Queda la tarea de proseguir con nuevas investigaciones en la materia para seguir visibilizando un problema cuya gravedad amerita serlo. Esta labor puede adoptar varias direcciones: por un lado, para estudiar las implicaciones que presenta la esterilización forzada de población indígena como política de Estado en términos de responsabilidad penal y justicia transicional; por otro lado, para elaborar una información estadística que permita obtener un perfil de la población afectada, más allá de los casos singulares; y finalmente, para esclarecer las relaciones existentes con otras políticas no solamente en los campos de la salud reproductiva y la planificación familiar, sino también del desarrollo social y la seguridad pública.
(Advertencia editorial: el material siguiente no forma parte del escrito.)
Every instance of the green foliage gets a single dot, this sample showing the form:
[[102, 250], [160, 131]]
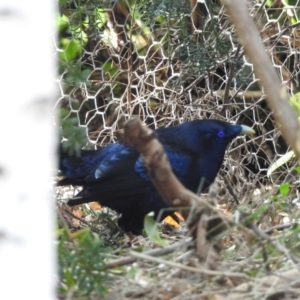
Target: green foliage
[[81, 264], [76, 136], [295, 103], [151, 229]]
En el plano de la salud, una línea de investigación con cierto potencial versa sobre el vínculo que puede unir la esterilización femenina y la cesárea -tal como lo advierte Eduardo Menéndez-, ambas caracterizándose por unos niveles inusualmente altos en México, mismos que parecen estar positivamente correlacionados en el marco de una política histórica, hoy conocida oficialmente como “anticoncepción posterior a un evento obstétrico”. Otra línea en este plano podría relacionar, de una manera igualmente problemática, la práctica de la histerectomía con la planificación familiar. En el combate a la pobreza, de la información recopilada aparece un vínculo estrecho entre varios casos de esterilización forzada y el programa IMSS-Oportunidades, situación que hace necesaria una reevaluación de este último a la luz de la violación a los derechos reproductivos de la población indígena, siguiendo la veta abierta por la investigación de Vania Smith-Oka (2013). Por último, en materias de militarización, contrainsurgencia y paramilitarismo, la validación de la hipótesis que aquí hemos defendido pasará necesariamente por otras investigaciones que tomen como objeto de estudio regiones con una presencia guerrillera histórica, sea en México -como Chiapas, Oaxaca o Hidalgo (además de Guerrero)-, sea en América Latina -empezando por el emblemático caso del Perú-, para que la esterilización forzada sea vista y entendida como lo que es en realidad: un crimen de guerra.